Remes; Ilkka - 5 - Höllensturz
seufzte Johanna. Sie konnte Hedus Kalauer nicht immer ertragen. »Wann war Erja zum letzten Mal am Computer?«
Hedu schluckte seinen schlauen Kommentar und beantwortete die Frage. »Am Donnerstagabend. Hat bei Google etwas gesucht. Mit dem Suchwort ›Saara Vuorio‹. Und ›Luuk van Dijk‹. Und ›Oxyrhynchos‹.«
Johanna sah Hedu interessiert an. »Gib mir die Liste. Was ist mit Anne-Kristiinas Computer in Helsinki?«
»Sie hat keinen bei sich zu Hause. Es gibt auch keine Anzeichen für die Existenz eines Laptops. Vielleicht war sie in Glaubensfragen strikter als Erja. Für mich sieht es übrigens so aus, als wäre Erja gar nicht so engstirnig gewesen, wie es am Anfang aussah.«
Johanna wandte sich an Kulha. »Die Bankinformationen?«
»Beide hatten eine Karte von der Genossenschaftsbank und eine Visa -Karte. Anne-Kristiina zusätzlich Diners Club . Erja hat am Freitag um 14.43 Uhr am Automaten in der Stadtmitte 60 Euro abgehoben.«
Kulha reichte Johanna einen Computerausdruck.
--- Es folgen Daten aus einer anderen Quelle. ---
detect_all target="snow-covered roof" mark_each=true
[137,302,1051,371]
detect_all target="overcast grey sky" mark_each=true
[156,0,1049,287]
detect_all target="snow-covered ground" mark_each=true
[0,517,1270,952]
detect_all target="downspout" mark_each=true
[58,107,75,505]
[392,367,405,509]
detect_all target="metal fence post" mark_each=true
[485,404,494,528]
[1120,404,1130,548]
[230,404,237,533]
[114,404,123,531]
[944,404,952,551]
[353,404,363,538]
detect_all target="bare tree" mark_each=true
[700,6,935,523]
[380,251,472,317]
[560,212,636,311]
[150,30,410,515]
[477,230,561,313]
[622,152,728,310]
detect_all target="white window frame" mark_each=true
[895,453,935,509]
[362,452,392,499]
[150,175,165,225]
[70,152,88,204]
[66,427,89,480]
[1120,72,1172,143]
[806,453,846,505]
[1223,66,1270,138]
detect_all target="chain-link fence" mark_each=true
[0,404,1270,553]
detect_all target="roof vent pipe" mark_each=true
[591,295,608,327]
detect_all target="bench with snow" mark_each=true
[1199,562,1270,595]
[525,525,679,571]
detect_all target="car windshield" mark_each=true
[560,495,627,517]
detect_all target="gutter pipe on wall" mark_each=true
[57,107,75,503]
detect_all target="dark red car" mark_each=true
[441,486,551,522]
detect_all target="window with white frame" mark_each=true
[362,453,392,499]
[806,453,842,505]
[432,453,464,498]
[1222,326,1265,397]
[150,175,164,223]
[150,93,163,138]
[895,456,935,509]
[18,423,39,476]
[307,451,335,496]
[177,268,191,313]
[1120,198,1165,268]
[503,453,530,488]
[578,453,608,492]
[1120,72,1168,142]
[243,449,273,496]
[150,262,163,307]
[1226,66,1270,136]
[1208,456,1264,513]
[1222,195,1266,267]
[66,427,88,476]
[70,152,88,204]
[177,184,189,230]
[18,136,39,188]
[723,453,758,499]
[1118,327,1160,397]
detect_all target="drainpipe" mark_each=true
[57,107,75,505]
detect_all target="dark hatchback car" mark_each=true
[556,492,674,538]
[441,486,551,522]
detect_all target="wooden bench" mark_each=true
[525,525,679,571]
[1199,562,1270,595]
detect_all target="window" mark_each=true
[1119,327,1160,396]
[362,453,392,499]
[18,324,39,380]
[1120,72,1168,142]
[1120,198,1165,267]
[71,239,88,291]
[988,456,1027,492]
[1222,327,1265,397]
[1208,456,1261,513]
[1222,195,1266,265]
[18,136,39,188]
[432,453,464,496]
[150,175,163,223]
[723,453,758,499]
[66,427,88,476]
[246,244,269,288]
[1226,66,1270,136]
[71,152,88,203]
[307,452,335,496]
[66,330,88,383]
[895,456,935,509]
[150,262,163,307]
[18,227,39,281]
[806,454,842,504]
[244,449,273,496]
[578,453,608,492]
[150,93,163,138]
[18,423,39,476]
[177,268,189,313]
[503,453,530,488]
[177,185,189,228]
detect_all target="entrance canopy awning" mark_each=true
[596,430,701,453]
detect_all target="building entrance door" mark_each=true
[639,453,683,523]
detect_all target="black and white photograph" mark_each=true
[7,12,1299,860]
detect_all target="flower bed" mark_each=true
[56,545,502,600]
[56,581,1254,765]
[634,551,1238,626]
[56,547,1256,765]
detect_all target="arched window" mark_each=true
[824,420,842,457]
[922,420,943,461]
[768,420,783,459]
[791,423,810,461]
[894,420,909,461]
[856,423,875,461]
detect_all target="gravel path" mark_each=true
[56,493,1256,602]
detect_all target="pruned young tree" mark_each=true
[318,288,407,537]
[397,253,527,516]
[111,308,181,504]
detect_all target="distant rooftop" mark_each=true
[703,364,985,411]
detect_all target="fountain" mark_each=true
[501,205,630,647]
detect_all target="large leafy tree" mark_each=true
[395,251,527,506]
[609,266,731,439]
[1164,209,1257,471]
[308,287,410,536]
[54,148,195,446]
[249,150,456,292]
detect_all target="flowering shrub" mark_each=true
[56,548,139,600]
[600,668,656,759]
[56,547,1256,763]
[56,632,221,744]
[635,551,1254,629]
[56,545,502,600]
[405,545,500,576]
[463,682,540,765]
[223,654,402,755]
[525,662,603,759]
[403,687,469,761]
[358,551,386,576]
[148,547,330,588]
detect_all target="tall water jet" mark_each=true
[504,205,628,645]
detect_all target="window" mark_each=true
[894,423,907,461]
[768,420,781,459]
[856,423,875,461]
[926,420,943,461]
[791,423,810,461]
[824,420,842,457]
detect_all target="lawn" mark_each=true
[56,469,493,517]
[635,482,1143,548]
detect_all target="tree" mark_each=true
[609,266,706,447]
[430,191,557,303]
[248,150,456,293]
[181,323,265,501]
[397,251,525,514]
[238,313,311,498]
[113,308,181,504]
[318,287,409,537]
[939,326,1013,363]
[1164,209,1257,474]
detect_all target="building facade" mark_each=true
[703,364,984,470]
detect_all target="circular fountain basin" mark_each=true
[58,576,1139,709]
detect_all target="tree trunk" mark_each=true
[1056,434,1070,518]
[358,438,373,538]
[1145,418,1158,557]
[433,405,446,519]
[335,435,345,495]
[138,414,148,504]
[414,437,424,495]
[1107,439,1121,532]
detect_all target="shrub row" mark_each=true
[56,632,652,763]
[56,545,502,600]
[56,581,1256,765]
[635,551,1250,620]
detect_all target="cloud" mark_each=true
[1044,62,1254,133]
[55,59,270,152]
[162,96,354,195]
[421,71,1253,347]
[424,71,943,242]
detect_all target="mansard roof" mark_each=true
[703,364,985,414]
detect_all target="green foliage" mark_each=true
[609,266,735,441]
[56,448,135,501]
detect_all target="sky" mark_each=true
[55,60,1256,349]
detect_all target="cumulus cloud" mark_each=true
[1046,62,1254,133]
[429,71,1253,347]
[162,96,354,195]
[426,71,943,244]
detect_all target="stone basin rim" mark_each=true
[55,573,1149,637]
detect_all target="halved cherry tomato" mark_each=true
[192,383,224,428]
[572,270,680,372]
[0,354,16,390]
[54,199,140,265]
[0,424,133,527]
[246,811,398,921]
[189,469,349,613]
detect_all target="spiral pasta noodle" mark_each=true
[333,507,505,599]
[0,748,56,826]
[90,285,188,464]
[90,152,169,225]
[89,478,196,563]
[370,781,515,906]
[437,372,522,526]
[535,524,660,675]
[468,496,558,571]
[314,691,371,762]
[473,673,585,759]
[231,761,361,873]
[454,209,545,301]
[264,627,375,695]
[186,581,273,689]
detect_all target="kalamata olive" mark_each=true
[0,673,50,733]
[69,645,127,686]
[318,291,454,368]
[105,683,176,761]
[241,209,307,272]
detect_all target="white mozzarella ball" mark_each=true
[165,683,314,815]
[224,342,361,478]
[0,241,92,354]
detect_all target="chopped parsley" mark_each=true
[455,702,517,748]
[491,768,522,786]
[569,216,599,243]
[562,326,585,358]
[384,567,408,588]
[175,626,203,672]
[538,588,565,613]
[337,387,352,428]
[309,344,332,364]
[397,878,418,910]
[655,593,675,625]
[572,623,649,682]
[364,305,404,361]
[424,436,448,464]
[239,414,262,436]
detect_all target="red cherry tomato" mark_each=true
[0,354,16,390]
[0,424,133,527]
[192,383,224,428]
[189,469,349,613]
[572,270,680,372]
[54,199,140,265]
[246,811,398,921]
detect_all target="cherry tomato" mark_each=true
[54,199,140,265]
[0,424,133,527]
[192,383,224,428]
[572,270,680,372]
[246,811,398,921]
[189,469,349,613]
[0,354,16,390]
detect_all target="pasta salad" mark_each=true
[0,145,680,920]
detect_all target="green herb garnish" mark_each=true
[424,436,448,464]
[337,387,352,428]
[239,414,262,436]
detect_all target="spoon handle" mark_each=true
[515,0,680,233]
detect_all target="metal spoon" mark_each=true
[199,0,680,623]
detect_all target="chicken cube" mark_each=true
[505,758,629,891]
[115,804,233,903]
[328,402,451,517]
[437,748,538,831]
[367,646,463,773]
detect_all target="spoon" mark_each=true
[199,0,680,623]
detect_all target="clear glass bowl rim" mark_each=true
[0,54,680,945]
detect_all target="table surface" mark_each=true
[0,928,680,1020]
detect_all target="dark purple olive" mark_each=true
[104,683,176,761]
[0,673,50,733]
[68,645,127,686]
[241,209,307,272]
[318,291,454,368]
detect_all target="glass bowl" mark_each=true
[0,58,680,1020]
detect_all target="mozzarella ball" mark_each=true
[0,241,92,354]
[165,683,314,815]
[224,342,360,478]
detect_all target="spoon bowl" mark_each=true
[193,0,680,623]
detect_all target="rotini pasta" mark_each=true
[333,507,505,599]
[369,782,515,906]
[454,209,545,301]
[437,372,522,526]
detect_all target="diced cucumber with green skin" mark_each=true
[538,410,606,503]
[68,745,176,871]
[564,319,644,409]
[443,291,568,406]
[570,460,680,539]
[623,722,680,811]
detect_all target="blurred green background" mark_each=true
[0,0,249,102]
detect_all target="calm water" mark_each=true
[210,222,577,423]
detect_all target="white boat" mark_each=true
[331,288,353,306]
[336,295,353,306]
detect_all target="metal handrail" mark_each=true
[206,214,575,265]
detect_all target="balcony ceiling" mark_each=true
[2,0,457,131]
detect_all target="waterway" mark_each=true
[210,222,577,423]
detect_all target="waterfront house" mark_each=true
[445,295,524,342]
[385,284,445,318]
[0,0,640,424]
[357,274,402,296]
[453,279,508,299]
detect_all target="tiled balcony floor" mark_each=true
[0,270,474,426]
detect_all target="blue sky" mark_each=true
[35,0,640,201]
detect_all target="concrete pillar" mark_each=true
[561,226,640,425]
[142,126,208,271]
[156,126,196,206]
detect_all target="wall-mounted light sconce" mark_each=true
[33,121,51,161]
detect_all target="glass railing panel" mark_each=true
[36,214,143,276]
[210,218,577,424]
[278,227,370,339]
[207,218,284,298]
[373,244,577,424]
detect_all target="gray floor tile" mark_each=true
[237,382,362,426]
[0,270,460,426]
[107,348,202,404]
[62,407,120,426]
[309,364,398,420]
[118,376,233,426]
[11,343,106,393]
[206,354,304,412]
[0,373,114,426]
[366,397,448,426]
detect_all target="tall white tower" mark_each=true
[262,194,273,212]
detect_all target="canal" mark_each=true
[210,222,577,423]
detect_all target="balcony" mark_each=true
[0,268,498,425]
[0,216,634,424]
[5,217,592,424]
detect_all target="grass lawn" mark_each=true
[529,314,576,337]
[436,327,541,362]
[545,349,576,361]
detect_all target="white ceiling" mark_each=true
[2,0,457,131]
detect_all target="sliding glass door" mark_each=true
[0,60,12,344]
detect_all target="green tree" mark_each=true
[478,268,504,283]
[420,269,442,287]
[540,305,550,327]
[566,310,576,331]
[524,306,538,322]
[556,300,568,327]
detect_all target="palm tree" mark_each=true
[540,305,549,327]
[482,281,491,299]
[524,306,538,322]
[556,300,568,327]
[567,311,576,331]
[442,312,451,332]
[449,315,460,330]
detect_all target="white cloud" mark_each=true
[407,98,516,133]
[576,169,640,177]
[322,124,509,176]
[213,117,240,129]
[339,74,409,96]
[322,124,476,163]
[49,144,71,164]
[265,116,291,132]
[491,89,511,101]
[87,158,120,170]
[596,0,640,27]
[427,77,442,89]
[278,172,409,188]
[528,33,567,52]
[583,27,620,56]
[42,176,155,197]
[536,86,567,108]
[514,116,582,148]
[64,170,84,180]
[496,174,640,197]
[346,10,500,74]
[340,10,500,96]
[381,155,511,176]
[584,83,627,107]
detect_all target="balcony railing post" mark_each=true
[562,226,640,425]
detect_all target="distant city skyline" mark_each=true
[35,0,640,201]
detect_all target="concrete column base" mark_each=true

Die Besprechung zog sich, lange Listen wurden durchgegangen. Vuokko und Lopponen hatten gute Arbeit beim Befragen der Einwohner von Pudasjärvi geleistet, sie waren bei der Friedensgemeinde der Laestadianer gewesen und zusätzlich in den Geschäften. Vuokko hatte auch von ihren Kollegen in Helsinki alle Informationen erbeten, die diese bei Anne-Kristiinas Studienkollegen und beim Personal der Sibelius-Akademie sowie bei Anne-Kristiinas weitläufiger Familie im Nordosten und im nördlichen Pohjanmaa gesammelt hatten. Alles, was an Material zu Anne-Kristiina zusammengetragen worden war, stützte den ersten Eindruck, den Johanna bereits durch Karri Vuorio bekommen hatte.
Nach der Besprechung ging Johanna in ihr Büro. Sie wollte für einen Moment ihre Gedanken von der Arbeit lösen und ihre privaten E-Mails lesen. Riitta lud sie ins Kino ein, und ihre Mutter fragte, ob Johanna Ende November für eine Woche mit ihr in den Süden fliegen wolle. Johanna hatte keine freien Tage mehr, außerdem wäre sie lieber in romantischerer Gesellschaft in Urlaub gefahren.
Aus einer spontanen Eingebung heraus öffnete sie die anonyme E-Mail-Adresse, die sie bei einem Service für Singles auf Partnersuche eingerichtet hatte. Auf ihre letzte Annonce waren dort vier Antworten eingegangen, von denen allerdings nicht eine auch nur annähernd interessant klang.
Das Lächerlichste war, dass sich Johanna unter anderen Umständen durchaus für einen Mann wie Tomi Stenlund hätte interessieren können. Sie ging auf die Homepage von dessen Safari-Firma. Dort posierte der Chef selbst auf einem Motorschlitten.
Johanna warf einen Blick auf die deutschsprachige Version und versuchte sich vorzustellen, wie Erja über deren Inhalt mit Stenlund verhandelte.
19
Karris Blick fiel auf die niedrigen Kellerfenster, deren Gitter weinrot gestrichen waren.
Er drückte den rechten Knopf des Türsummers. Auf dem kleinen Schild darüber stand: BEI GESCHLOSSENER TÜR DURCH KNOPFDRUCK TELEFONVERBINDUNG ZUR POLIZEI PUDASJÄRVI/ POLIZEI OULU.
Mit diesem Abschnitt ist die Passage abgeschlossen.